The actual law via PDF: Library of Congress     Stanford's Copyright and Fair Use site     US Copyright Office     Lawyer devoted to Copyright 

Question:  I posed a question about autographs and sending copies of photos from press kits, screen captures and other items to four different studios by email and two "Law" internet sites and one studio via a post to a "board".  I got two responses.  One was from one of the "Law" sites which suggested that though their site was for "free" advice, that their lawyers were available for a "fee":

In both cases you technically do need permission if you are publishing it in our opinion.

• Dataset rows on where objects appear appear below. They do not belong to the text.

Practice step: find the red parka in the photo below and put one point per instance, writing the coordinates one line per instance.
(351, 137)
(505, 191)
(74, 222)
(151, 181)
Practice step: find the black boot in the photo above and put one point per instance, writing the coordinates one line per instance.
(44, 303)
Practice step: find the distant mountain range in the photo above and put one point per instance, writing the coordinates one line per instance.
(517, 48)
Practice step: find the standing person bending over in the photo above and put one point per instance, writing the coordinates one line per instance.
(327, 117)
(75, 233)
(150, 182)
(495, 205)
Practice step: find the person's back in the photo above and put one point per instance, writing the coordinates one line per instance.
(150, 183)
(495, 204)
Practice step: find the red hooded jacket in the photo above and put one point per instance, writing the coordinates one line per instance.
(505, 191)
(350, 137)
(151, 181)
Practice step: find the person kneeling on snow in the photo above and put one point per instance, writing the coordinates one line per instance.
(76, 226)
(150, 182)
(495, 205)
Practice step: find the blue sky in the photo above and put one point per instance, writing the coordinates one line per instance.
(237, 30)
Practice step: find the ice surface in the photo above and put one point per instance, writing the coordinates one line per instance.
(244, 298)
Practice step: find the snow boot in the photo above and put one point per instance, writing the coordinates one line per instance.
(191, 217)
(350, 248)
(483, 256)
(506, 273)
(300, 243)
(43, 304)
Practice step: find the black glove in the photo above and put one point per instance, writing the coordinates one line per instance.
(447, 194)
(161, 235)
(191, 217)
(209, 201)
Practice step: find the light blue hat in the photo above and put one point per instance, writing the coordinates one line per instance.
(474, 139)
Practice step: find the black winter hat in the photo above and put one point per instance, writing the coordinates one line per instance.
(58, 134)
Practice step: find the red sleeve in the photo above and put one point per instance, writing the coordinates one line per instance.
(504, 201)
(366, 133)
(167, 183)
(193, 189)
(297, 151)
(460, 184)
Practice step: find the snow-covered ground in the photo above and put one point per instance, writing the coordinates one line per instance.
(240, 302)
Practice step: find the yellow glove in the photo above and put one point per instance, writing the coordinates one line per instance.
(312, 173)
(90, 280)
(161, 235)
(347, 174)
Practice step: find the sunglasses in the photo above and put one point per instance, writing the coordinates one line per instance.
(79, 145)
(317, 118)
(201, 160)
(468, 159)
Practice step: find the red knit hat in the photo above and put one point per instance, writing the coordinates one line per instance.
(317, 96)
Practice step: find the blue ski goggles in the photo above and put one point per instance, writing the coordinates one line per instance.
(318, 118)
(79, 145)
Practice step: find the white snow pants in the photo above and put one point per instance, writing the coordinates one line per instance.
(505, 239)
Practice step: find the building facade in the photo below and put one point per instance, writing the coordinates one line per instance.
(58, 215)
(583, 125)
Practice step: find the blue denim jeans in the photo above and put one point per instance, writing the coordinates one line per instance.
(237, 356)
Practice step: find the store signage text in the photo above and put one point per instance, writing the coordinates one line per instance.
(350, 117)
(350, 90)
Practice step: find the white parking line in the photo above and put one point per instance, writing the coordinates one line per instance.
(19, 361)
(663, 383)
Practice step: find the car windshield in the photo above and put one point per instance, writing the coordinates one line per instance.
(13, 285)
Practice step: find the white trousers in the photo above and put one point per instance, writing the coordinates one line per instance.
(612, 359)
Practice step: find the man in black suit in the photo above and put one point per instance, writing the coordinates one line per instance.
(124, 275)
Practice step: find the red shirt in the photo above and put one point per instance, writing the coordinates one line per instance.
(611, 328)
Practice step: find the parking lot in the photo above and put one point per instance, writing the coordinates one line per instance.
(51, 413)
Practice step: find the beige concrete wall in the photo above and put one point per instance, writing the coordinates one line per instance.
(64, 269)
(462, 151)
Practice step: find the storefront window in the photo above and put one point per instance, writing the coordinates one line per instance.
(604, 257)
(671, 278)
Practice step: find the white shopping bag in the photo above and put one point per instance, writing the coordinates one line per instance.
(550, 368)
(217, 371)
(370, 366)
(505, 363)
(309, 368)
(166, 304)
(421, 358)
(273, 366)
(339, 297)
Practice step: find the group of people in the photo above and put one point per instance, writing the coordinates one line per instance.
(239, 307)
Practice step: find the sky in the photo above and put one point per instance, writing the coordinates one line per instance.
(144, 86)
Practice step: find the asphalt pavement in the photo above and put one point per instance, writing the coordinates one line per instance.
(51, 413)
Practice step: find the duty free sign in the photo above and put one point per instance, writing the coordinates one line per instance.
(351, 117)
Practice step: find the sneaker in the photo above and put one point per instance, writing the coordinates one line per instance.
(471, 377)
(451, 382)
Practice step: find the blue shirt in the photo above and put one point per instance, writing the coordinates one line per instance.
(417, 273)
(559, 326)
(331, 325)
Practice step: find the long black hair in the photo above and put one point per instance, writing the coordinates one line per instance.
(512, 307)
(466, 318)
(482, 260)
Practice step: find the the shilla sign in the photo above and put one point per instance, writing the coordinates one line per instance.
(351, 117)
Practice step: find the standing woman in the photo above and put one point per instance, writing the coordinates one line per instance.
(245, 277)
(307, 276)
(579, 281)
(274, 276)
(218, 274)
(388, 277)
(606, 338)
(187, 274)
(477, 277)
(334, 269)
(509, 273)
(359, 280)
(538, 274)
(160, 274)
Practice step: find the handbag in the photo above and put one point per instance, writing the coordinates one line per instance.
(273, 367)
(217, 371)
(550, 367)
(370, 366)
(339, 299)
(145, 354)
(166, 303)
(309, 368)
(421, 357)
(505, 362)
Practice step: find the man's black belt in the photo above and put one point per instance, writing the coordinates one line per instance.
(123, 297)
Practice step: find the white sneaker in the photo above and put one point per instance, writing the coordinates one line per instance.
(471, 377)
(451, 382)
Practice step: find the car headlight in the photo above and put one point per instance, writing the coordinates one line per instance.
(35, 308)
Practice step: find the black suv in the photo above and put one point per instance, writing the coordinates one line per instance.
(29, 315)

Our attorneys could also become directly involved, though we normally do charge a fee for that.

Kind regards.

Name withheld

WORLD Law Direct

      My original question basically concerned the terms "private use" and "fair use".  I wanted to know if I didn't sell items, but only used the screen captures for my private collection without any sale and only to promote the actors and or the films, would this constitute "fair use" or "personal use". The other response was received from one of the studios a week later and is seen below:

Dear Ms. Hooven,

Your e-mail has been routed to Universal Studios Home Entertainment.

Electronic Press Kits released by Universal Studios include this statement: "Permission is hereby granted to newspapers and periodicals to reproduce this press kit in articles publicizing the distribution of the Motion Picture. This press kit, in whole or in part, must not be leased, sold, or given away." The Press Kits are copyrighted by Universal Studios with all rights reserved.

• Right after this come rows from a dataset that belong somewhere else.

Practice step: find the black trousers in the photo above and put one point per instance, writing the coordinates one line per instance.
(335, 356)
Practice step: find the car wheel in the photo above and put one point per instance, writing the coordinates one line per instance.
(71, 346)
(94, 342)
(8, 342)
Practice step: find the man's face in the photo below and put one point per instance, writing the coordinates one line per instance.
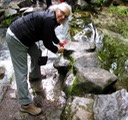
(62, 15)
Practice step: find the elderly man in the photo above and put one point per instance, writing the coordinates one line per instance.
(21, 37)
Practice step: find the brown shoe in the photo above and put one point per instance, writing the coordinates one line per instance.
(31, 109)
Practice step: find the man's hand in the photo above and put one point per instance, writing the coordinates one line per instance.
(61, 50)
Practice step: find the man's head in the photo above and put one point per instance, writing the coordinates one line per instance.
(63, 12)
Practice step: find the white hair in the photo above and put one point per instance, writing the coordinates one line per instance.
(61, 6)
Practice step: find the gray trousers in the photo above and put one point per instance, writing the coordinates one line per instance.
(18, 54)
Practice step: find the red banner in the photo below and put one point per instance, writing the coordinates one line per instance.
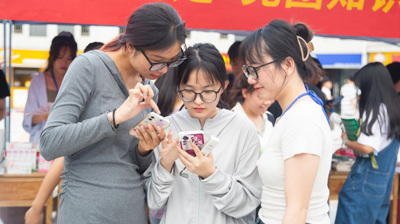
(371, 18)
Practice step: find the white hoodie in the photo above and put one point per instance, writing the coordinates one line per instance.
(230, 195)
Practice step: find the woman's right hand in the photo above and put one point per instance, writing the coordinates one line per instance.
(169, 152)
(37, 118)
(139, 98)
(34, 216)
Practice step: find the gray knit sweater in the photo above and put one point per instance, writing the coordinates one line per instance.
(102, 175)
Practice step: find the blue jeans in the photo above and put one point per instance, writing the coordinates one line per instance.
(365, 196)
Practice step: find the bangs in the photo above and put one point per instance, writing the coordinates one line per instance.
(208, 75)
(251, 49)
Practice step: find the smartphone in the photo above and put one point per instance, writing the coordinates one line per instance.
(151, 118)
(185, 138)
(208, 147)
(334, 102)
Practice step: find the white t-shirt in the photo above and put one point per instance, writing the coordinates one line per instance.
(302, 129)
(267, 125)
(379, 138)
(327, 93)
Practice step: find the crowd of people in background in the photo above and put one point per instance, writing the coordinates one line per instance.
(271, 115)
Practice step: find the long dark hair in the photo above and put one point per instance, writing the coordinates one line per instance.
(235, 94)
(153, 26)
(206, 58)
(377, 88)
(63, 39)
(167, 86)
(279, 40)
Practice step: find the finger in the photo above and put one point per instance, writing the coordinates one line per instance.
(139, 134)
(161, 133)
(186, 155)
(150, 92)
(196, 150)
(143, 89)
(186, 162)
(152, 131)
(135, 93)
(168, 139)
(145, 134)
(153, 105)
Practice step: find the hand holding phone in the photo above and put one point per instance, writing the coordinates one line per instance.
(208, 147)
(185, 138)
(151, 118)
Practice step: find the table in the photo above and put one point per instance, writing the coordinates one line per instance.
(337, 179)
(20, 191)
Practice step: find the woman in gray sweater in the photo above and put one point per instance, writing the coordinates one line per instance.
(223, 187)
(103, 95)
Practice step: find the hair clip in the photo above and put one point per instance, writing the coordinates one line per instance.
(310, 47)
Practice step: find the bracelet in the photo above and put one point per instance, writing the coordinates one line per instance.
(344, 143)
(115, 126)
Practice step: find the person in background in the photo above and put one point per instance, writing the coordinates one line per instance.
(326, 88)
(169, 103)
(44, 86)
(365, 196)
(104, 94)
(53, 177)
(394, 69)
(93, 46)
(4, 92)
(236, 62)
(348, 105)
(224, 186)
(296, 162)
(244, 100)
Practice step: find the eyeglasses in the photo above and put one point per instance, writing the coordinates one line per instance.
(161, 65)
(207, 96)
(252, 71)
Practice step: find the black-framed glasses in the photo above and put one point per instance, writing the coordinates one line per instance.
(161, 65)
(207, 96)
(252, 71)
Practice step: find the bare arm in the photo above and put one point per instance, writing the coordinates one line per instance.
(300, 173)
(35, 213)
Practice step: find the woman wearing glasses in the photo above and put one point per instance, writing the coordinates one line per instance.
(224, 186)
(104, 94)
(295, 164)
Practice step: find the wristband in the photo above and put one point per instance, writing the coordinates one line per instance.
(115, 126)
(344, 143)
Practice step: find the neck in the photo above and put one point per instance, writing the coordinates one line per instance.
(290, 92)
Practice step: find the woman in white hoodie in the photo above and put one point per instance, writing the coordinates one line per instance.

Releases from Universal Studios Home Entertainment include this statement on the DVD packages: "For private home use only. Federal law provides severe and criminal penalties for the unauthorized reproduction, distribution, or exhibition of copyrighted motion pictures and video formats." Additionally, the DVDs themselves include this warning: "The unauthorized reproduction or distribution of this copyrighted work is illegal. Criminal copyright infringement, including infringement without monetary gain, is investigated by the FBI and is punishable by up to 5 years in federal prison and a fine of $250,000."

We appreciate your concern and hope that you will continue to enjoy Universal releases.